Last week I arrived in Bangalore. After a thrilling week in India, I am glad I had the courage to book a last-minute flight to Bangalore once I was told that I had to wait for two more months for my U.S. working visa.
Adjusting to life in Bangalore is easy. Many speak English and tasty food is available on every street corner. Several great groups of people invited me to work with them, bringing meaning to my days in India from the moment I arrived. I stay with wonderful friends who double as great hosts. I go to sleep every night having learnt at least three new things.
Buildings, infrastructure and transportation
Buildings shoot from the ground everywhere, although access to a proper home is unevenly distributed. The picture below shows a tent community in front of a newly erected building.
Bangalore’s streets are surprisingly clean, but waste’s final destination may be nearer than you think. I was surprised to discover this garden with integrated garbage dump one morning as I woke up to watch the sun rise from my roof terrace in Indira Nagar.

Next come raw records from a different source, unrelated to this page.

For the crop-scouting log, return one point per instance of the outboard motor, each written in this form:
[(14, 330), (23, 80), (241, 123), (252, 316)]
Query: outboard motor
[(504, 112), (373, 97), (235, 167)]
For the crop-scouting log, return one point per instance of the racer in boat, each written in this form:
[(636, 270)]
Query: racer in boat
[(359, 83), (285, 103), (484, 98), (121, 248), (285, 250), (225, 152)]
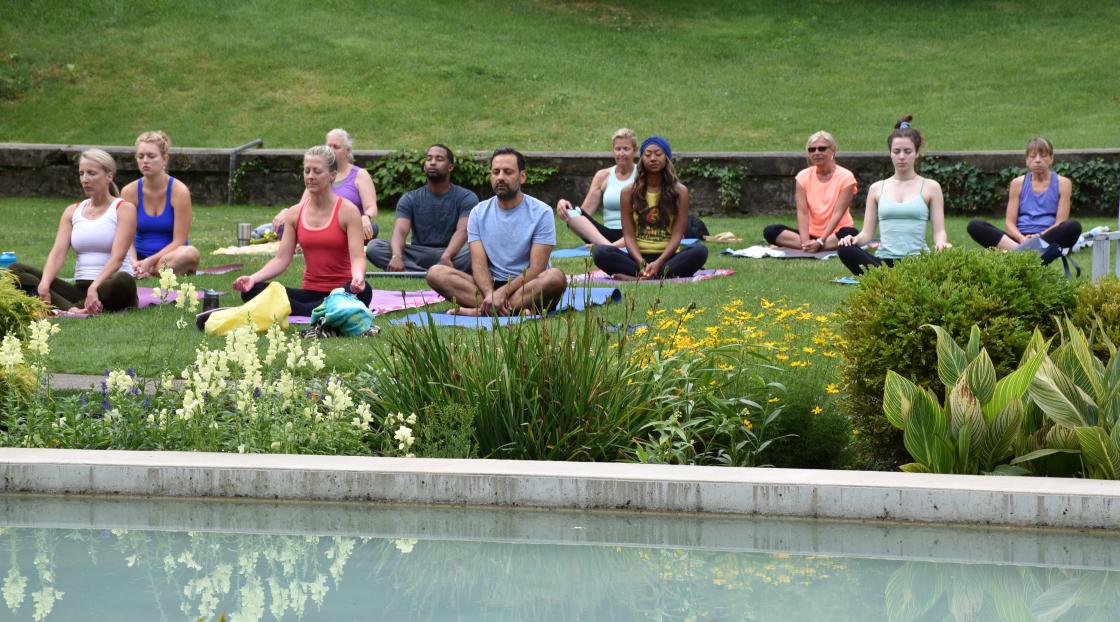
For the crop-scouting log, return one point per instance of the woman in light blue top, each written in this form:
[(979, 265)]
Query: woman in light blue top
[(901, 206), (607, 185)]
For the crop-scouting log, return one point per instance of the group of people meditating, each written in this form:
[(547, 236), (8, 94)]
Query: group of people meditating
[(492, 257), (902, 205)]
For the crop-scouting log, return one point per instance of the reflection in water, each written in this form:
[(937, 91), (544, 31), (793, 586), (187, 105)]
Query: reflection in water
[(134, 559), (162, 575)]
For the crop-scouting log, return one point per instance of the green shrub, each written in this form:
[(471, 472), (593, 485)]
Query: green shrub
[(967, 188), (812, 432), (1006, 295), (17, 308), (1098, 308)]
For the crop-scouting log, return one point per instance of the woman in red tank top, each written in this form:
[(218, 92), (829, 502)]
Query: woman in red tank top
[(328, 229)]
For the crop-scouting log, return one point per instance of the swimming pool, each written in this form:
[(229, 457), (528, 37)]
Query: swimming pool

Transport in Bangalore is hectic. The first days I traveled by riksha (called “autos”, I actually drove one an auto last Sunday evening), but I quickly decided to test the public bus system. Boarding the bus on my first ride, I was surprised to see only women sitting! When I turned my head to look towards the rear of the bus, I realized that all men were sitting in the back. This is an unspoken rule I’ve observed on buses since, so that women have a place to sit. I wonder how it was first implemented.
Providing access to electricity to the poor
On Wednesday and Sunday I went out into Bangalore’s tent-communities (slums) with the wonderful fellows and interns of Pollinate Energy. Pollinate provides access to electricity to people who do not have access to the grid. They do this by recruiting entrepreneurial twenty-year-olds from local urban communities – called Pollinators – to sell products that people want: solar panels, lights integrated with mobile-phone chargers, cookstoves and possibly soon modular homes; tablets and low-voltage TVs.
I quickly learned that it is essential to work with local entrepreneurs if you are to sell products. When I enter a community – a European with blonde hair and white skin who speaks not a word of Kannada – it stirs up many reactions, yet these do not necessarily lead to an interest in the service we are trying to provide. The real value is created by someone the community can trust – a boy like Madu in the picture below, who gently explains the benefits of not using kerosene. What is important is that the community can trust the storyteller.
I also learned that people’s dis-interest in an electricity-providing product can have many more reasons than poor product design. In two days, I have heard people explain that they fear that the solar panel will be stolen; that neighbors will destroy the solar lantern; or that they simply do not want to be the first of their friends to buy the product.
A little running
After Wednesday’s visit to the slum, Monique and Jamie from Pollinate invited me to participate in Bangalore’s midnight marathon run – the 10km version, not the original Greek length – on Saturday night. Dressed up as light-emitting bees (yellow shirts, black tights, LED-light strapped to our chest) more than twenty of completed the track in Whitefields – cheering and screaming to one another as we passed.
I spent the last two days with Infosys’ Green Initiatives team. Under the leadership of Rohan Parikh, this group of 15 very competent engineers are committed to realizing the world’s most energy-efficient buildings. Since 2008 the team has reduced energy consumption in new buildings by almost 50%. My goal is to work with part of the team to realize a bold project in the next five weeks.